This article is from the Esperanto FAQ, by Mike Urban urban@netcom.com and Yves Bellefeuille yan@storm.ca with numerous contributions by others.
(Thanks to Edmund Grimley-Evans for this information.)
TeX and LaTeX are professional typesetting systems, available as free
software for most computers. Though they are not always easy to use,
they are extremely flexible; they are the standard tool for typesetting
scientific articles and are often used for complex typesetting in the
humanities.
With TeX or LaTeX any diacritic can be applied to any character, so it
is no harder to produce c-circumflex (\^c) than e-acute (\'e), say. A
large number of "style files" exist to facilitate the use of particular
languages; "esperant.sty" and "espo.sty", available at
ftp://ftp.tex.ac.uk/tex-archive/macros/latex209/contrib/misc/
and elsewhere, both allow Esperanto's diacritics to be entered as
"^C ... ^u", and the same convention is used by the Babel package for
LaTeX2e which supports about 30 language, including Esperanto.
The programs produce "^j" by putting a circumflex onto a dotless j.
Although TeX's default Computer Modern font has a dotless j (\j), most
commercial fonts, including those that are built into laser printers, do
not.

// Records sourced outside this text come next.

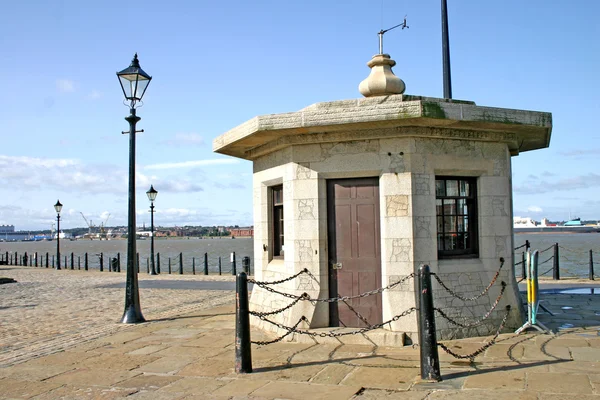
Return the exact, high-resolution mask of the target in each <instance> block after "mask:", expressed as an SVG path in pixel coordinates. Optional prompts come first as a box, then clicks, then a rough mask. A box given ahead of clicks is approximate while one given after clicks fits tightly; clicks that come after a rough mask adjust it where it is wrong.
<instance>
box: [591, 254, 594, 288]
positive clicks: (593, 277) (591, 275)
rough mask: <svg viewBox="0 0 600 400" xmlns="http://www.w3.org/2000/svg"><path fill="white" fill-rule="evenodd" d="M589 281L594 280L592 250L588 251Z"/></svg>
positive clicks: (593, 269) (593, 262) (593, 256)
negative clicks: (588, 256)
mask: <svg viewBox="0 0 600 400" xmlns="http://www.w3.org/2000/svg"><path fill="white" fill-rule="evenodd" d="M590 280H591V281H593V280H594V256H593V254H592V250H590Z"/></svg>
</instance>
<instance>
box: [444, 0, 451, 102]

There is a work-around, available as "dotlessj.sty", that involves
blanking out the dot on an ordinary j; see
http://www.rano.demon.co.uk/dotlessj.html
Note that the Babel package does not include a hyphenation table for
Esperanto so it is usually best to discourage automatic hyphenation
(\hyphenpenalty=5000) and specify the hyphenation of particular words
where required (\hyphenation{Esp-er-anto}).